Load balancing

When ambient mesh is enabled, traffic will be load balanced between backends by the ztunnel proxy. More complex load balancing can be configured using a waypoint proxy.

Load balancing in the secure overlay

The ztunnel proxy automatically performs client-side load balancing if the destination is a service with multiple endpoints. No additional configuration is needed. The load balancing algorithm is an internally-fixed L4 Round Robin algorithm that distributes traffic based on L4 connection state, and is not user configurable.

If the destination is a service with multiple instances or pods and there is no waypoint associated with the destination service, then the source ztunnel performs L4 load balancing directly across these instances or service backends and then sends traffic via the remote ztunnel proxies associated with those backends. If the destination service is configured to use one or more waypoint proxies, then the source ztunnel proxy performs load balancing by distributing traffic across these waypoint proxies and sends traffic via the remote ztunnel proxies on the node hosting the waypoint proxy instances.

Traffic distribution

By default, ztunnel will consider all endpoints with equal weight when selecting a backend. This can be configured to prefer closer endpoints (taking into consideration region, zone, and cluster).

This can be enabled on a per-service basis by setting spec.trafficDistribution=PreferClose on the Service. For ServiceEntry types, or on older Kubernetes clusters without access to the (relatively new) trafficDistribution field, the networking.istio.io/traffic-distribution: PreferClose annotation can be set.

By default, traffic to waypoint proxies will always use PreferClose.

Controlling load balancing with waypoint proxies

Advanced load balancing features are supported when a workload is enrolled in the waypoint layer.

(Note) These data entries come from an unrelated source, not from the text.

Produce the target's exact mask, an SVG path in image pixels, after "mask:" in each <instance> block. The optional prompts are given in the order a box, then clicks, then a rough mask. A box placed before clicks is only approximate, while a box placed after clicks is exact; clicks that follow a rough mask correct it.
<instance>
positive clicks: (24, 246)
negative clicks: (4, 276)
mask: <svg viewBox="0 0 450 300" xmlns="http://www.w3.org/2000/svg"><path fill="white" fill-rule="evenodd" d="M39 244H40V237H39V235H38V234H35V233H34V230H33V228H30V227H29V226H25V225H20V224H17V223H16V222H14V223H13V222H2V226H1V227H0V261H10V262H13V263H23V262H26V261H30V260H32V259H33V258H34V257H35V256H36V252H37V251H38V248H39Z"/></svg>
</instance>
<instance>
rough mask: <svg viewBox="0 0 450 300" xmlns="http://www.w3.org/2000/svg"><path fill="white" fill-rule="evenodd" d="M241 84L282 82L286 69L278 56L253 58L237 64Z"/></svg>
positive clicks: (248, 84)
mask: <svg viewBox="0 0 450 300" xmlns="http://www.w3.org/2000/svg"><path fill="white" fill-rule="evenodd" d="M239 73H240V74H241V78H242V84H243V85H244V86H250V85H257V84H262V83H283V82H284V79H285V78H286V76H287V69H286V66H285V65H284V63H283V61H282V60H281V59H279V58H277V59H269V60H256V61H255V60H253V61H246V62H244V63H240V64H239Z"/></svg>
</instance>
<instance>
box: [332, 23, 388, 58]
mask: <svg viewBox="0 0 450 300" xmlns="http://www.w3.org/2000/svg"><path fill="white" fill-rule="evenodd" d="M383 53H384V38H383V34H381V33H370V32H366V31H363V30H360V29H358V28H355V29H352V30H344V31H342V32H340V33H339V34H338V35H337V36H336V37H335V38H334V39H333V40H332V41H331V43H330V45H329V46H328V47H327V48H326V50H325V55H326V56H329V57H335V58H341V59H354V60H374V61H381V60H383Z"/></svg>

By default, a waypoint will distribute traffic across each service’s load balancing pool using a least requests model, where each request is routed to the host with fewer active requests from a random selection of two hosts from the pool. In this way the most heavily loaded host will not receive requests until it is no more loaded than any other host.

Waypoints also supports more advanced models, which you can specify in destination rules for requests to a particular service or service subset.

  • Random: Requests are forwarded at random to instances in the pool.
  • Weighted: Requests are forwarded to instances in the pool according to a specific percentage.
  • Round robin: Requests are forwarded to each instance in sequence.
  • Consistent hash: Provides soft session affinity based on HTTP headers, cookies or other properties
  • Ring hash: Implements consistent hashing to upstream hosts using the Ketama algorithm
  • Maglev: Implements consistent hashing to upstream hosts as described in the Maglev paper

See the Istio load balancing documentation and the Envoy load balancing documentation for more information about these options and how to configure them.

To favor endpoints based on topological location, Locality Load Balancing is also available.